Influence of Membrane-Damaging Agents and the Sigma Factor AlgU on the Induction of the MexCD-OprJ Efflux System of Pseudomonas Aeruginosa
Campigotto, Aaron James
Efflux , Antibiotic Resistance , Pseudomonas Aeruginosa
The MexCD-OprJ multidrug efflux pump of Pseudomonas aeruginosa confers resistance to a range of antimicrobials. Although not expressed under normal laboratory conditions, exposure to the membrane-active biocides, chlorhexidine or benzalkonium chloride, results in mexCD-oprJ expression. This suggests that membrane disruption provides the inducing signal.

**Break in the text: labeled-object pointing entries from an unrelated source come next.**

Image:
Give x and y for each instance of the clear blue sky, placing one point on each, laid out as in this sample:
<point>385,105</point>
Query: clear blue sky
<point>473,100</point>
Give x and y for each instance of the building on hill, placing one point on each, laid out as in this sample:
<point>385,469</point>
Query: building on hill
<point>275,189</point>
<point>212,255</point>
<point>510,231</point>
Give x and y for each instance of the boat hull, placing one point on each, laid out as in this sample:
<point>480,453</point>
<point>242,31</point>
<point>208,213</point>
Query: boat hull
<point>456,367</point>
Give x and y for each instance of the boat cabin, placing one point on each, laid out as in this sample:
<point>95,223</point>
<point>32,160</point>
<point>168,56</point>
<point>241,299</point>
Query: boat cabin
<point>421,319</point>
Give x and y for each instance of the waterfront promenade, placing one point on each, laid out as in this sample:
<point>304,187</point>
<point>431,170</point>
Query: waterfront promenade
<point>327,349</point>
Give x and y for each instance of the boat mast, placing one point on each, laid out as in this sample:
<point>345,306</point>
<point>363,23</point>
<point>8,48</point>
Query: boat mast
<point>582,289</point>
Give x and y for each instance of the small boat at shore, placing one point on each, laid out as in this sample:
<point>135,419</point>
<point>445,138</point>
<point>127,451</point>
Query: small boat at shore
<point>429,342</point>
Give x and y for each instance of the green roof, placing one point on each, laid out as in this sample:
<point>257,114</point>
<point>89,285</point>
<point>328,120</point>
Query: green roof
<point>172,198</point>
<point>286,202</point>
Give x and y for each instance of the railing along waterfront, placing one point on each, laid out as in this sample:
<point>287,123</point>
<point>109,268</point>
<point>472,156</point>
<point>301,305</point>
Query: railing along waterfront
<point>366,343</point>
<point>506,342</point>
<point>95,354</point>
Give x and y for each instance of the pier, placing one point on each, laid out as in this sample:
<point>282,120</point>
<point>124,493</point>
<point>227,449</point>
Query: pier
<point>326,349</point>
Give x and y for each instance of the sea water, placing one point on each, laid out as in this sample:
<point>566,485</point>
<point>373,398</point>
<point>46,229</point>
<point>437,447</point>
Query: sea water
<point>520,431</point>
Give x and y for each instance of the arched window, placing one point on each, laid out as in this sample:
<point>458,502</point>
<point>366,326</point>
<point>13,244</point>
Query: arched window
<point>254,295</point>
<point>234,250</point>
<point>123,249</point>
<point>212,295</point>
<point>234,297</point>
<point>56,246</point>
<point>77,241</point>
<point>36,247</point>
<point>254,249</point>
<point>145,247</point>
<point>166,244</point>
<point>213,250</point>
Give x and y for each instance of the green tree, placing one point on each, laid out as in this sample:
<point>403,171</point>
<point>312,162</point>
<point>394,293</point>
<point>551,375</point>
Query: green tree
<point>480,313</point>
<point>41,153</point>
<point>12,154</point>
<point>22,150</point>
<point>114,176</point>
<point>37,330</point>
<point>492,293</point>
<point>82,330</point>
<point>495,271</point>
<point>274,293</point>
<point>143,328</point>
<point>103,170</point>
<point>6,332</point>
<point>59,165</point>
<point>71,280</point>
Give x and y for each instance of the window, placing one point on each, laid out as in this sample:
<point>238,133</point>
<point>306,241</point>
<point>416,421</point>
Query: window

Consistent with this, increased mexCD-oprJ expression was demonstrated in the presence of additional membrane-damaging agents including polymyxin B, ethanol, SDS, EDTA, the organic solvents n-hexane and p-xylene, and the antimicrobial peptides melittin, V8 and V681. MexCD-OprJ expression was initially verified through increased resistance to known MexCD-OprJ antimicrobial substrates and subsequently using a mexC-lacZ transcriptional fusion and RT-PCR. Since the P. aeruginosa sigma factor AlgU is responsive to envelope stress, it was of interest to ascertain whether AlgU is capable of mediating this increased mexCD-oprJ expression. Thus, the impact of AlgU loss on mexCD-oprJ expression in response to membrane-damaging agents was assessed in a algU strain. In contrast with above, little or no mexCD-oprJ expression (assessed using resistance to MexCD-OprJ antimicrobial substrates, the mexC-lacZ transcriptional fusion and RT-PCR) occurred in response to membrane-damaging agents in the algU strain, consistent with AlgU playing a role in the envelope stress inducibility of mexCD-oprJ. Overall, envelope stress, and the ability to react to this stress through AlgU, appears to play an important role in mexCD-oprJ induction. This suggests an important role for MexCD-OprJ in alleviating envelope stress, independent of its ability to export and provide resistance to antimicrobials. A gene, PA4596, whose product shows substantial homology to the NfxB repressor of mexCD-oprJ expression, occurs downstream of mexCD-oprJ and shows AlgU-dependence and chlorhexidine inducibility, suggesting a role in the chlorhexidine-induced, AlgU-mediated expression of mexCD-oprJ. Thus, the impact of PA4596 loss on mexCD-oprJ expression was assessed. Paradoxically, the loss of PA4596 increases mexCD-oprJ expression in wild-type cells in response to chlorhexidine treatment (as assessed through RT-PCR), while its loss compromises mexCD-oprJ expression in an nfxB mutant. Nonetheless, this suggests that PA4596 is involved in the induction of mexCD-oprJ and that its ability to induce mexCD-oprJ differs depending on the state of nfxB.